Hypnosis, by definition, is a sensation of relaxation, but the key ingredients in gut-directed hypnotherapy are the suggestions that the therapist makes after the patient is in a relaxed, focused state, Dr. Keefer said. Its main targets are hyperarousal/autonomic functioning, attentional bias to bodily sensations, somatization, modulating pain and hyperalgesia, and extraintestinal symptoms. “A lot of times, when patients have multiple extraintestinal symptoms in addition to their GI condition, my preference is hypnosis,” she said, adding that candidates for hypnotherapy tend to be open and somatically oriented.
If a physician is unable to refer a patient for psychotherapy, Dr. Keefer offered two quick ways to be effective in the office.

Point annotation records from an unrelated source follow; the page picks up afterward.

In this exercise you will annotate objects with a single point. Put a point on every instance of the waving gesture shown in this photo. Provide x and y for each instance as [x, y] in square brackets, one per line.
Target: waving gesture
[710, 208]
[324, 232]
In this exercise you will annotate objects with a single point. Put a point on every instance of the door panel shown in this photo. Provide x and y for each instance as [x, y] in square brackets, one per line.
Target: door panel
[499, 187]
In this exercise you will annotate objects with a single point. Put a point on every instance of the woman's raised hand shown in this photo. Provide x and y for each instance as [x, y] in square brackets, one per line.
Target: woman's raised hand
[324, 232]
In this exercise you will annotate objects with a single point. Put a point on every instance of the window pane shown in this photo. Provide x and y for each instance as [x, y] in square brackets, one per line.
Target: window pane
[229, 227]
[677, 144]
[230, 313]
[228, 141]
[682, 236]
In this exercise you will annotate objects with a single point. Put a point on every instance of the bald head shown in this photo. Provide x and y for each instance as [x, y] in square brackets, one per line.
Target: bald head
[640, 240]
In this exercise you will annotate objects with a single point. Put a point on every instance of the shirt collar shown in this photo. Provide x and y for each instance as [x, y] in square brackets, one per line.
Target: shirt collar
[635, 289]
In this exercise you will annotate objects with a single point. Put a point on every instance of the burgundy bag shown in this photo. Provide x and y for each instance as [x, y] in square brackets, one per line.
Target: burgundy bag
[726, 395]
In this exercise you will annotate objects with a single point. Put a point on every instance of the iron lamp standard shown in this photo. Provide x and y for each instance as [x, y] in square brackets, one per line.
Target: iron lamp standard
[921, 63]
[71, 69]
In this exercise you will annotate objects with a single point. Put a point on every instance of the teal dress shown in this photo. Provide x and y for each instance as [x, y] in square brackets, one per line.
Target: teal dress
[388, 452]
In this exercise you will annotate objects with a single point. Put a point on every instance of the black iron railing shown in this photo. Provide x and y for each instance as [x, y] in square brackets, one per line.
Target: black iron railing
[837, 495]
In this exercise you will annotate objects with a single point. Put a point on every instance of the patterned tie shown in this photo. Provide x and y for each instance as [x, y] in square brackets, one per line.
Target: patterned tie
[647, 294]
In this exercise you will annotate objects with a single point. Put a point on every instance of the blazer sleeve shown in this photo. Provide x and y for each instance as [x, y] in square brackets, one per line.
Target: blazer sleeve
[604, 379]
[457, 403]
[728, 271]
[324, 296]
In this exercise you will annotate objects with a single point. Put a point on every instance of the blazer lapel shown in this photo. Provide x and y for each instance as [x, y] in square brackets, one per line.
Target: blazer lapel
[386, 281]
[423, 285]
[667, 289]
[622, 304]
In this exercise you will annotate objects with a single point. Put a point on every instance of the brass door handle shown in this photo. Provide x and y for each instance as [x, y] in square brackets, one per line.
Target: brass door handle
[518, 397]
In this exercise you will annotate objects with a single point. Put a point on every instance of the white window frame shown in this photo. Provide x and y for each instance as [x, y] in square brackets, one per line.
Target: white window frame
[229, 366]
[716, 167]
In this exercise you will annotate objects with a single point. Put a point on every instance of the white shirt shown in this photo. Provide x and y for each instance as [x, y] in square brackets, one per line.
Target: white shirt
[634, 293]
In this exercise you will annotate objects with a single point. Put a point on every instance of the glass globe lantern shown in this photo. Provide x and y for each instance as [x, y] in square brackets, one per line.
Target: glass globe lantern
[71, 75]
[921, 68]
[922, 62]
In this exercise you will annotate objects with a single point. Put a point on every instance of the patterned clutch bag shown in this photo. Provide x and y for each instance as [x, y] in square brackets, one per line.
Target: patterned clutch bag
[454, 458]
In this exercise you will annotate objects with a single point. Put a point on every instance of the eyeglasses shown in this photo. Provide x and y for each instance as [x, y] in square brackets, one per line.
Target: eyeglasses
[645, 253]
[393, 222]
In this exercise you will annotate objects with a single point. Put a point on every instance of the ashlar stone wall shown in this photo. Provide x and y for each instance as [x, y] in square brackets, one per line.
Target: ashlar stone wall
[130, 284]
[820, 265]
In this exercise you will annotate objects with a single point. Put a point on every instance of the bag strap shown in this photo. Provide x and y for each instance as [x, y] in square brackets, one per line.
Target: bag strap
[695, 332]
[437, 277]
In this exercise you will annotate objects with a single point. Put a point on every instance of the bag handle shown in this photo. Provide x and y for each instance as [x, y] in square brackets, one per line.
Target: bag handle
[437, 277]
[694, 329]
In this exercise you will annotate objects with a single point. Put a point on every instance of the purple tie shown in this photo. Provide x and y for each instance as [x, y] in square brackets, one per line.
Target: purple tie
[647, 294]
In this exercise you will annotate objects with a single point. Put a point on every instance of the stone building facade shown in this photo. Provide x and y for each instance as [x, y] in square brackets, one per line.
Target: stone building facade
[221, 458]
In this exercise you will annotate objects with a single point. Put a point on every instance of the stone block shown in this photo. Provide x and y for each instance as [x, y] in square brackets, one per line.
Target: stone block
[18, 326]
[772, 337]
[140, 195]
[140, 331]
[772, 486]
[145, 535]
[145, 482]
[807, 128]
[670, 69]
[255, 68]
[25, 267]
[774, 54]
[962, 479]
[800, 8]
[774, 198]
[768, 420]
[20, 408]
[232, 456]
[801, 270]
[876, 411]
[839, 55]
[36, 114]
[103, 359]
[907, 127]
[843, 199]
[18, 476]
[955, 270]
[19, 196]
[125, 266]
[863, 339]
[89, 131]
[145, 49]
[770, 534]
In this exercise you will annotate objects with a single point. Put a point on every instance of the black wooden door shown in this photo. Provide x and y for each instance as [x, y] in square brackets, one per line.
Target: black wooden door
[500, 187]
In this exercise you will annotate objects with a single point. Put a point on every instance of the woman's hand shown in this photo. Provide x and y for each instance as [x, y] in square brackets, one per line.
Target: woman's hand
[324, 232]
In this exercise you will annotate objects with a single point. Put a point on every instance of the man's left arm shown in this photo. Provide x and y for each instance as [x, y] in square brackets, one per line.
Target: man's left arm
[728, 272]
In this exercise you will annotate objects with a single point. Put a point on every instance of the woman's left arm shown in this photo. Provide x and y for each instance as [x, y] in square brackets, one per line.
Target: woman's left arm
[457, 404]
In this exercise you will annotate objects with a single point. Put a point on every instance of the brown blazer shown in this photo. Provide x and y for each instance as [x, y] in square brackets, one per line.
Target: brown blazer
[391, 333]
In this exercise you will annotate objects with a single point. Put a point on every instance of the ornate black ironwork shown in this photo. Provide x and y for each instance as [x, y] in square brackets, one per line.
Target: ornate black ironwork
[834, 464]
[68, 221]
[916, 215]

One strategy that takes less than three minutes is to teach patients how to do diaphragmatic breathing, a relaxation technique, she said. “You have them inhale four seconds and exhale six,” said Dr. Keefer. “You want to make sure that they put their hand on their heart and their other hand on their abdomen and that they're able to expand their abdomen and not raise their chest.” The second strategy is to become familiar with one tricyclic antidepressant or selective serotonin reuptake inhibitor: dosing, side effects, how to increase the dose, and how to monitor patients, she said.
Overall, physicians who ask patients about their quality of life, talk about the brain and gut effectively, and are able to recommend brain-gut psychotherapies will help decrease the stigma around functional gut disorders, Dr. Keefer concluded.